Four years have passed since the inception of probably most ambitious Pan-European regulation. With GDPR growing up to be big and strong, we have seen wide-spread progress in both understanding and enforcing the European tradition of data protection and privacy. Yet, GDPR still seems to struggle with most innovative and groundbreaking technologies.
Take biometrics, for example. Biometric data is derived from or based on human biological parameters – it may either function as an identifier (such as a fingerprint, eye’s retina, face geometry) or information in itself (one’s physical activity data, case history etc.).
Identification, onboarding, security, management optimization and general convenience – biometric data opens many valuable opportunities for businesses to take its operations to the next level.
However, GDPR is somewhat coy on biometrics. It barely states that, generally, processing of sensitive data (including biometric data) is prohibited. Full stop. Does not give that much leeway, does it?
Even if the data controller (i.e., an employer) might still hold number of very legitimate reasons to collect and use such data, processing of biometric data can only be based on a painfully narrow list of exceptions, listed in Article 9. One of such exceptions – individual has given his/her explicit consent to use their biometrics. Usually this is where the trouble starts at least in employment context.
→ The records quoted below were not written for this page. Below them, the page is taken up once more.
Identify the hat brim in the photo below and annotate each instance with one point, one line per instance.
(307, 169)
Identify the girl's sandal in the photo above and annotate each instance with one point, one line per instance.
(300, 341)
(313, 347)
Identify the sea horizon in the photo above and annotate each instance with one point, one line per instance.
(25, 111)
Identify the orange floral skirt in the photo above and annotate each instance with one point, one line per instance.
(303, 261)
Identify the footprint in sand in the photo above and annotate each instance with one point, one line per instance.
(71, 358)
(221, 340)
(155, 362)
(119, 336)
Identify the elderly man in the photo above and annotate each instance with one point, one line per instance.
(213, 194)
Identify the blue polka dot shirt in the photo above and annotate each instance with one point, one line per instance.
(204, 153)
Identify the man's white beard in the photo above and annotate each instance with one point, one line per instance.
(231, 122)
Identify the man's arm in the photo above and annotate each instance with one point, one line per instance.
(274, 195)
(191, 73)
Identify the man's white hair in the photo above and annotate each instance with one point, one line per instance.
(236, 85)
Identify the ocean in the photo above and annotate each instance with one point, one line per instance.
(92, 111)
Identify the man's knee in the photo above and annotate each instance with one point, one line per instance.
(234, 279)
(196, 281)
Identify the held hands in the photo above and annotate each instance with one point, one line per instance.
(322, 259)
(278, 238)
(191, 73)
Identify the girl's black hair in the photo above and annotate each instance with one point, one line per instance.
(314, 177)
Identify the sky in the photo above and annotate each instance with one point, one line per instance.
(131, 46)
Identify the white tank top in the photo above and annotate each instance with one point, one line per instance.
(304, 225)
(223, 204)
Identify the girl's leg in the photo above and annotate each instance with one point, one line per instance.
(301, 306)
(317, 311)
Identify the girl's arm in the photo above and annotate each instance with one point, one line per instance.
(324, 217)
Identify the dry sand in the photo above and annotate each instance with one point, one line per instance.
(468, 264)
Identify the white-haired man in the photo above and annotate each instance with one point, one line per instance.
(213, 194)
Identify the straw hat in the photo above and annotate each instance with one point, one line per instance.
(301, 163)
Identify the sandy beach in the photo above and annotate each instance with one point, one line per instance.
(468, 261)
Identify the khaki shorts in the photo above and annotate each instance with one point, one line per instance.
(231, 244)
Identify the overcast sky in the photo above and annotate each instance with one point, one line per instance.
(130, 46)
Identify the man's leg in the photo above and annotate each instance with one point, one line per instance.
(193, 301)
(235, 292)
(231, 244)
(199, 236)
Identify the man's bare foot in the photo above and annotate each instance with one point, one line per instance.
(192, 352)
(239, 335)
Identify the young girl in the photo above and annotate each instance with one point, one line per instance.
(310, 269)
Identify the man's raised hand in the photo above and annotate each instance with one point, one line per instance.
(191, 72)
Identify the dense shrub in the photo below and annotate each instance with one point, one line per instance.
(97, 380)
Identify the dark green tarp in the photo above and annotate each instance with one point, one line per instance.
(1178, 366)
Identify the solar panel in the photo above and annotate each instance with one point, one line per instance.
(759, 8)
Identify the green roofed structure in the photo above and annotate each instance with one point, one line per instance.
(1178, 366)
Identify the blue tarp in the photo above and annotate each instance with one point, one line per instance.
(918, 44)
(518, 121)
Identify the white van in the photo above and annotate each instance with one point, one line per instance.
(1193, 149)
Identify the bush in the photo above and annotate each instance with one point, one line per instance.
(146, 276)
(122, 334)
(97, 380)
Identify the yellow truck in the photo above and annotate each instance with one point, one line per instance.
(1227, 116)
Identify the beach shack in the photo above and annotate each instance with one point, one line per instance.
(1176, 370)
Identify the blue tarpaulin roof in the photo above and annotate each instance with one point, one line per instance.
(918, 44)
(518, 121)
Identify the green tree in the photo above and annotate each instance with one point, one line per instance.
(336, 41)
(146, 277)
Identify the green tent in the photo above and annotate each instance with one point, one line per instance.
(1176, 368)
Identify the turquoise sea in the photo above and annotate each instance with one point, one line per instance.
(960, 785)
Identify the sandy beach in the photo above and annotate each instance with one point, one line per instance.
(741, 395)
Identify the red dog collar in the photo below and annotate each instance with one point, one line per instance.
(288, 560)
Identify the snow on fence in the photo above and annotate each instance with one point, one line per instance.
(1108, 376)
European Commission as well as many other authorities consider an employment relationship an imbalanced one, where the employer wields more power than the employee. Since consent has to be freely given, and in light of the inherently imbalanced employer-employee relationship, businesses in most cases can’t rely on consent for biometrics.
Employer may still navigate through fine equilibrium nearby the regulatory silver lining. This task is very dangerous, although not impossible. These are the three questions to keep in mind:
Does the employee have alternatives if they opt-out from processing? Be sure to present the employee with a genuine opportunity to disagree with data processing and actual scenario where their privacy would not be significantly affected.
Does the processing benefit the employee in any way? If the processing is aimed at meaningfully pleasing the employee (e.g., to issue bonuses or discounts), consent may become a reliable ground for processing.
Is the purpose of processing valuable and important enough? Or is it just another nice to have comfy feature? In the end, it all boils down to the core principle of GDPR – data minimization. Consider whether there are less invasive methods available; fingerprint scanning for security reasons may be justifiable, but to print out copies or vend coffee – not so much.